We had a very warm spell where I live this week. As I spent time outside, I repeatedly experienced a sensation of “too much sun.” I wasn’t sure how it could be possible for there to be too much sun, or why everything felt plastic and excessively green. Finally, it dawned on me that, although the temperature was pushing 90⁰ F, the leaves were only just starting to come out on the trees. Save the shadows of bare branches and objects like houses, there were no patches in which I could pause for a moment to get a break from the sun. Something in the “not quite right” and uneasiness of the moment led me to ponder more completely the ways in which I connect to Nature for today’s #NaturallyMindful Monday.

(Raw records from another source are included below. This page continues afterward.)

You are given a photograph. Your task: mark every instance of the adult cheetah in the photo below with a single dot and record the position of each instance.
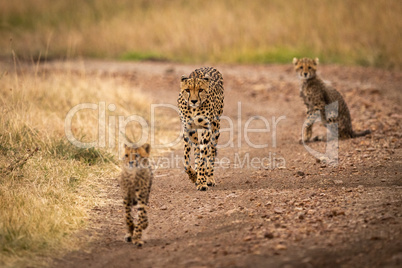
(201, 105)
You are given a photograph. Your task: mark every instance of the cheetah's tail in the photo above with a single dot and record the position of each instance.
(361, 133)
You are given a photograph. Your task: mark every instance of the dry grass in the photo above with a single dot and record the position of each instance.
(47, 185)
(349, 32)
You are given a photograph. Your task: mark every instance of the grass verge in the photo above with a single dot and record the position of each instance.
(47, 184)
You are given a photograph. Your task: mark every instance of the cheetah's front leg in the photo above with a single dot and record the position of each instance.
(192, 174)
(308, 125)
(141, 225)
(204, 162)
(129, 220)
(214, 143)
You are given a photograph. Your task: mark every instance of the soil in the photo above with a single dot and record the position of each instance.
(277, 206)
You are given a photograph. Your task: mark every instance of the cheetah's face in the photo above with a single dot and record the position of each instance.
(136, 156)
(194, 90)
(305, 68)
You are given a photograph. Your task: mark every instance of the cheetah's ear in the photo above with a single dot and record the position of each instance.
(146, 147)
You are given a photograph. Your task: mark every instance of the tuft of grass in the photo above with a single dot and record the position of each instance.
(258, 31)
(47, 184)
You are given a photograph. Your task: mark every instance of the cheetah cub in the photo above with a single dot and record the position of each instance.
(323, 101)
(135, 182)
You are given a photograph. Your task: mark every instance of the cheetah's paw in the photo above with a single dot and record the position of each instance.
(202, 187)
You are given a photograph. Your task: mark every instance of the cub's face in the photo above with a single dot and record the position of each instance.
(305, 68)
(136, 156)
(194, 90)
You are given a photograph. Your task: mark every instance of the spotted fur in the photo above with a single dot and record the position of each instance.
(323, 101)
(135, 182)
(201, 105)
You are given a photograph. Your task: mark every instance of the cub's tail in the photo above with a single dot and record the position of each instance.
(361, 133)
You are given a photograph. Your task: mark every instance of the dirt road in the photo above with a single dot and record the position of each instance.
(275, 206)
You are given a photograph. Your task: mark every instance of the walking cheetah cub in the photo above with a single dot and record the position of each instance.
(135, 182)
(323, 100)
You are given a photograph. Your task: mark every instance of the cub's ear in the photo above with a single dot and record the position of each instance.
(146, 147)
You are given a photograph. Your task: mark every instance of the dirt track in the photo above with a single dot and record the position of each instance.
(298, 212)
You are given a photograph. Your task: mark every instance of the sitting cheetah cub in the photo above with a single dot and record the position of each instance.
(323, 100)
(135, 182)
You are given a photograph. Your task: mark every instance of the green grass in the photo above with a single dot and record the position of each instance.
(356, 32)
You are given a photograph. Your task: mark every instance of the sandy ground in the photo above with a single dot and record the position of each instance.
(276, 206)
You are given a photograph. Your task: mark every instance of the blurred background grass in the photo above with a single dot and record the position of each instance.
(357, 32)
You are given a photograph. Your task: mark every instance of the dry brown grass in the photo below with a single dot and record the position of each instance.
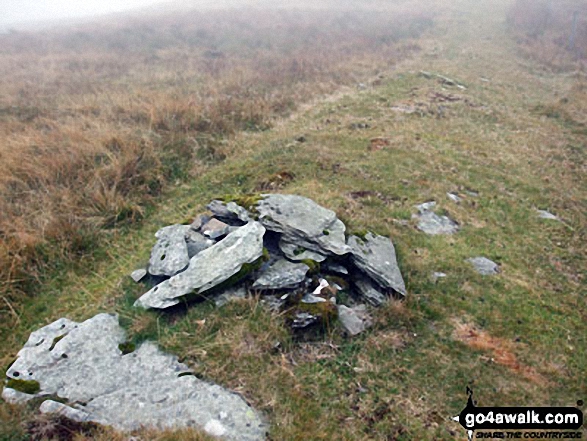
(545, 30)
(96, 119)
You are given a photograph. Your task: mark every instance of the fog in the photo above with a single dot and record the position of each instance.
(22, 12)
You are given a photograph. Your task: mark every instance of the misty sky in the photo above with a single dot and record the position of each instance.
(22, 11)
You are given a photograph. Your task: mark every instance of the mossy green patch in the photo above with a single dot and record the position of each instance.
(25, 386)
(127, 347)
(313, 265)
(56, 340)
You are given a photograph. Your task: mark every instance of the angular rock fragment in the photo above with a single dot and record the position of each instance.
(196, 242)
(229, 210)
(137, 275)
(375, 256)
(230, 294)
(215, 229)
(169, 256)
(484, 266)
(543, 214)
(303, 222)
(82, 363)
(296, 252)
(210, 267)
(281, 275)
(353, 320)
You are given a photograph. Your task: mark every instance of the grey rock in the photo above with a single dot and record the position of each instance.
(303, 222)
(53, 407)
(454, 197)
(375, 256)
(295, 252)
(137, 275)
(199, 221)
(230, 210)
(303, 320)
(367, 290)
(335, 268)
(230, 294)
(543, 214)
(437, 275)
(142, 388)
(209, 268)
(426, 207)
(311, 298)
(433, 224)
(214, 229)
(484, 266)
(281, 275)
(169, 256)
(353, 320)
(196, 243)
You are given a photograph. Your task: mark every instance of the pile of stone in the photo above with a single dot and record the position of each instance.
(89, 373)
(287, 248)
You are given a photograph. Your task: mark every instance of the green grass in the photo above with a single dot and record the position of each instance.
(405, 377)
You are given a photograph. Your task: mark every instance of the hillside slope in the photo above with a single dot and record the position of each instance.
(518, 338)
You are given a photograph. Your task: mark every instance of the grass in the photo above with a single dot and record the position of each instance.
(517, 338)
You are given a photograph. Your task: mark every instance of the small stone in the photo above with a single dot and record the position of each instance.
(137, 275)
(484, 266)
(438, 275)
(281, 275)
(353, 320)
(169, 256)
(454, 197)
(303, 320)
(375, 256)
(543, 214)
(215, 229)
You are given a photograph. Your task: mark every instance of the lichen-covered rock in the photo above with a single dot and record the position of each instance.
(169, 256)
(214, 229)
(295, 252)
(196, 242)
(303, 222)
(484, 266)
(375, 256)
(82, 363)
(281, 275)
(209, 268)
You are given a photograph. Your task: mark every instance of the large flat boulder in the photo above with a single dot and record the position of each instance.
(169, 256)
(375, 256)
(209, 267)
(303, 222)
(83, 363)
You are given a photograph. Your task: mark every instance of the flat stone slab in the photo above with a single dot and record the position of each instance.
(281, 275)
(296, 252)
(375, 256)
(303, 222)
(170, 254)
(543, 214)
(209, 268)
(484, 266)
(82, 363)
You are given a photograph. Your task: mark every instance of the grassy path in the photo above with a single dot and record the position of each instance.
(517, 338)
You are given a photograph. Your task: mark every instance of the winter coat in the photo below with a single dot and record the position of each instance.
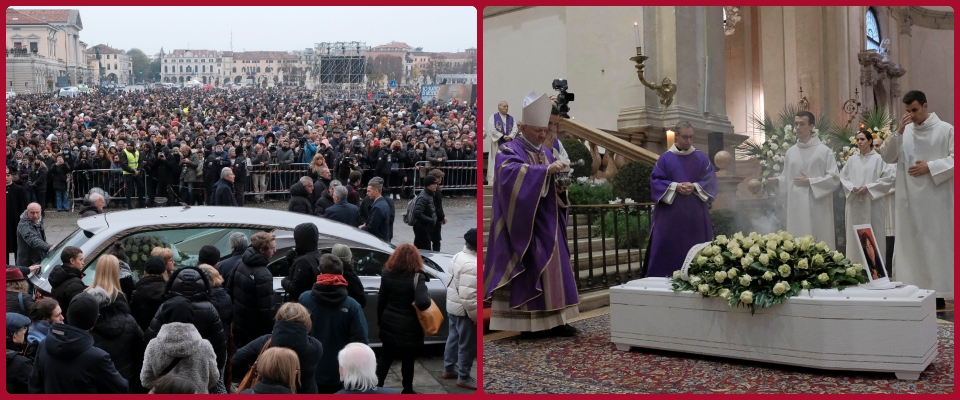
(14, 300)
(147, 299)
(66, 283)
(251, 287)
(343, 212)
(378, 221)
(68, 362)
(178, 340)
(337, 321)
(300, 200)
(424, 211)
(399, 325)
(223, 194)
(291, 335)
(462, 289)
(306, 267)
(191, 284)
(18, 369)
(32, 243)
(117, 333)
(266, 386)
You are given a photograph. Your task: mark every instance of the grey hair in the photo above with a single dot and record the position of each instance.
(239, 241)
(359, 366)
(682, 124)
(341, 192)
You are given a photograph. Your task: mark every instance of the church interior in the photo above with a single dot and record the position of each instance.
(636, 72)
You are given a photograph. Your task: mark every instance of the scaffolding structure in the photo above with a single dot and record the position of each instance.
(340, 68)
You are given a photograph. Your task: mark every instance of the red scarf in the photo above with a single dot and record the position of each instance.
(331, 279)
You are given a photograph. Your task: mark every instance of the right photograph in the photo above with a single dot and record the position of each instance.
(718, 199)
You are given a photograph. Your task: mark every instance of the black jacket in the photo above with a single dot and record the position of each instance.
(191, 284)
(291, 335)
(223, 194)
(306, 267)
(398, 321)
(251, 287)
(68, 362)
(66, 283)
(424, 211)
(300, 200)
(343, 212)
(117, 333)
(147, 298)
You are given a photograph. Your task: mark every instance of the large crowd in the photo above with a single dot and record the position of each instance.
(201, 329)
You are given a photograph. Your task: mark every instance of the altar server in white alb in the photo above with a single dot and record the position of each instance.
(808, 181)
(867, 181)
(922, 148)
(500, 128)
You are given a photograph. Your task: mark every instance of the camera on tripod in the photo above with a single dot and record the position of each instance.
(564, 98)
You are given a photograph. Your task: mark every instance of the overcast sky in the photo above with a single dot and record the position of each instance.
(436, 29)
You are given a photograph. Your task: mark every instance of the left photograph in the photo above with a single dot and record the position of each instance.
(229, 206)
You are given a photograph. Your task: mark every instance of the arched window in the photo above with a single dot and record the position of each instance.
(873, 30)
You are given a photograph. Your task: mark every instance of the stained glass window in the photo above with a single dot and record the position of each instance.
(873, 30)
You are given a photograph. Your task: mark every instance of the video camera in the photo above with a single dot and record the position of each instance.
(564, 98)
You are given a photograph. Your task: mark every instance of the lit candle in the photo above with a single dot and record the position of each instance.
(636, 35)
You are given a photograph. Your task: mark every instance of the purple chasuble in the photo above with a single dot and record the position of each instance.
(527, 251)
(679, 226)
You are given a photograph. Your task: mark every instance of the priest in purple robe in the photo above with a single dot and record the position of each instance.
(527, 271)
(683, 185)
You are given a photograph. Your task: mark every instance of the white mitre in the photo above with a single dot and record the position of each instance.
(536, 110)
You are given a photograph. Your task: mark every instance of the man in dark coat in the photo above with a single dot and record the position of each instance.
(251, 287)
(337, 320)
(300, 194)
(425, 215)
(32, 243)
(342, 211)
(65, 279)
(306, 266)
(68, 362)
(378, 218)
(16, 205)
(223, 189)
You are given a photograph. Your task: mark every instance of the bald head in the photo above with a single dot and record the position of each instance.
(33, 212)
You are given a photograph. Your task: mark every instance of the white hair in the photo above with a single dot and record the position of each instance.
(359, 366)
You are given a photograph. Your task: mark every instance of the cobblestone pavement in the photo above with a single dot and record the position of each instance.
(461, 216)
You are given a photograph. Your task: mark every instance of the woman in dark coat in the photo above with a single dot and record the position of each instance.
(292, 331)
(117, 333)
(148, 294)
(400, 329)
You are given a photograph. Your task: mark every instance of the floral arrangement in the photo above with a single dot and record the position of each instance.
(761, 271)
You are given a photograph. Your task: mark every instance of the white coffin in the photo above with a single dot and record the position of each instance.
(855, 329)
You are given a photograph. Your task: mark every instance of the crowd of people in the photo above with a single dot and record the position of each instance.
(201, 329)
(172, 144)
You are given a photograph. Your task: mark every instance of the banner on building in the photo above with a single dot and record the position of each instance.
(428, 92)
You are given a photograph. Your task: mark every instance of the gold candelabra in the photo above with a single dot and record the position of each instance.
(665, 90)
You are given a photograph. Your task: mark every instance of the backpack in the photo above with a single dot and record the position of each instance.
(408, 217)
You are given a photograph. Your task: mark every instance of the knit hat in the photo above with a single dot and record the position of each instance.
(14, 274)
(15, 322)
(155, 266)
(342, 252)
(83, 312)
(208, 255)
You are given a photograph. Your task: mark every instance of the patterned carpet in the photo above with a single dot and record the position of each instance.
(590, 363)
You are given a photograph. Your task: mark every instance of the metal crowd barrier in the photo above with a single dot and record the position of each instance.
(459, 175)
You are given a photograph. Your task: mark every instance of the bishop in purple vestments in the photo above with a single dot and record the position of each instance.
(683, 184)
(527, 269)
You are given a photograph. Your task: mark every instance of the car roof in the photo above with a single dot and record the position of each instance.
(112, 223)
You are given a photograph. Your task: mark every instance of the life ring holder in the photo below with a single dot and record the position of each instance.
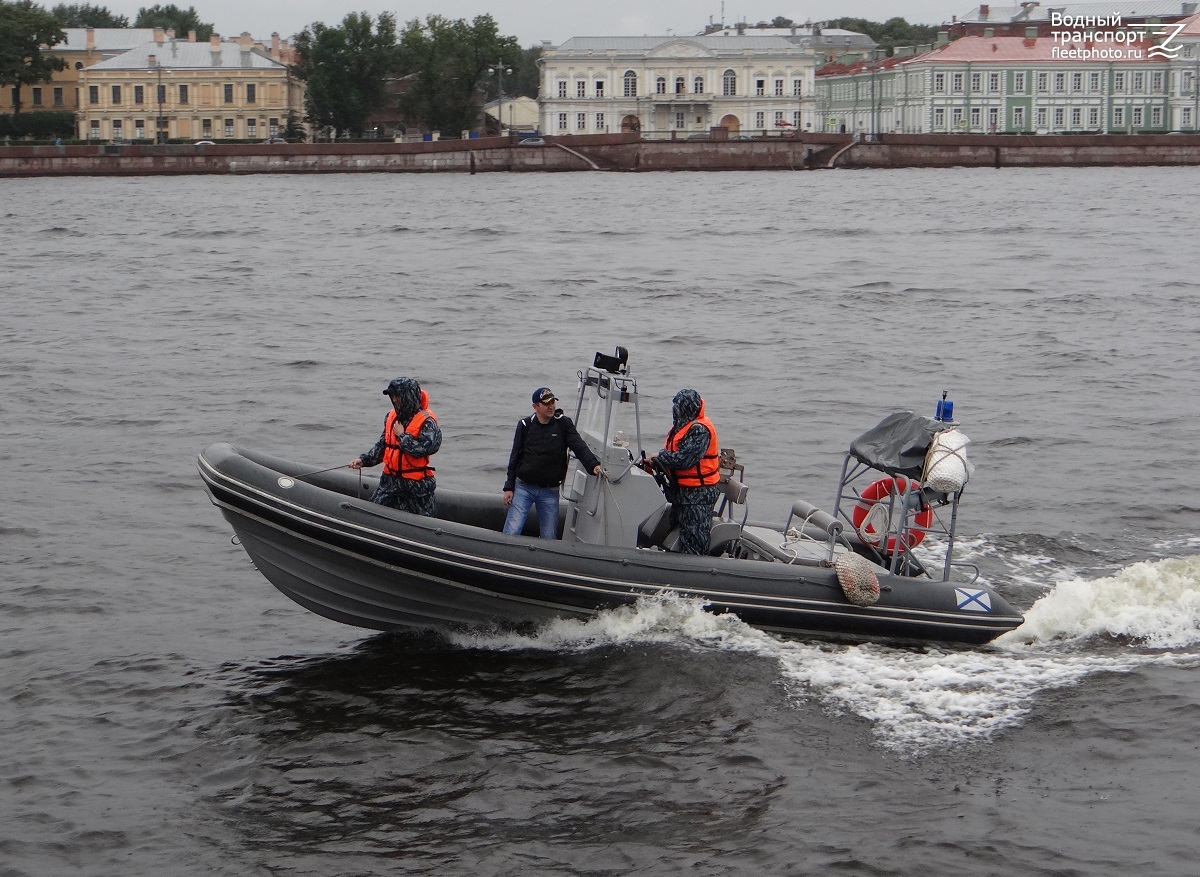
(867, 512)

I experience an inner paradox in my relationship with Nature. I have had some of my deepest feelings of awe and wonder in natural settings and am continually reminded of the presence of Goddess in green spaces. At the same time, I am nearly phobic of insects like ticks, easily physically overwhelmed by heat, and triggered by the activities of humans while outside. My desire to seek Goddess in Her Wilds becomes tenuous when I’m not in a balmy, mildly sunny, park-like setting. I feel a sense of hypocrisy and disappointment in myself for not loving every breathe of hiking untrailed pathways, splashing in muddy rivers and falling asleep to the crackle of the campfire. I believe, though, that I am not alone in my discomfort and that there are many people who, for various reasons, would benefit from a deeper relationship with Nature but who are also cautious in their embrace of all She has to offer.

Goddess as Earth is not only gentle and sweet. She has fiery tempers, walls of tears, barren hollows and deep pits of rock and soil. She sweeps away with wind and tumbles down with jolts. I find much resonance in the fact that we cannot choose the weather in any one location in which we find ourselves, just as we cannot dictate our fate on more ethereal plains. Consider also that significant amounts of our money and energy in life are spent protecting ourselves from Her in hovels of concrete and wood and maneuvering ourselves through Her in cages of glass, plastic, metal and rubber. And each time we think we’ve conquered Her as a species, She shapeshifts straight through our boundaries.

In recognizing the moods of Nature, I’m dwelling also on how to meet Her. For instance, I marvel at the gloriously undignified art of camping—living so close to Her possible howls and unexpected dew and creatures. Picnicking on grass with ants visiting our blanket and swimming in murky water where our feet explore depths our eyes cannot penetrate offer a blending of the sublime and the mundane. I yearn for the opaque and muted tones that are only found where tidiness ends.

Where I feel led in this meditation on Nature is to find my edge. Permaculture principles teach us that edges are teeming with life and possibility. Staying inside the fence will no longer suffice for me. At the same time, forcing myself too far outside my natural comfort zone will only overwhelm and further disconnect me from that which I am seeking, which is a deeper relationship with Nature. As I ajar the gate slowly, I want to let the weeds take up a small residence inside the corner of my need for creature comforts.

Specifically, I plan to engage in the following practices:

  • Sit with a thunderstorm and meditate on its rumblings.
  • Find a bug and make it a friend (or at least observe it well).
  • Gather rainwater for my altar.
  • Delight in the mischievousness of Nature—specifically in Her human form—by reimagining at least one behavior that stresses me as the antics of an overgrown ape.

To what extent are you beholden to creature comforts? In what ways would you like to deepen your relationship with Nature? Where are your edges in experiencing Nature, and how can you more fully inhabit them?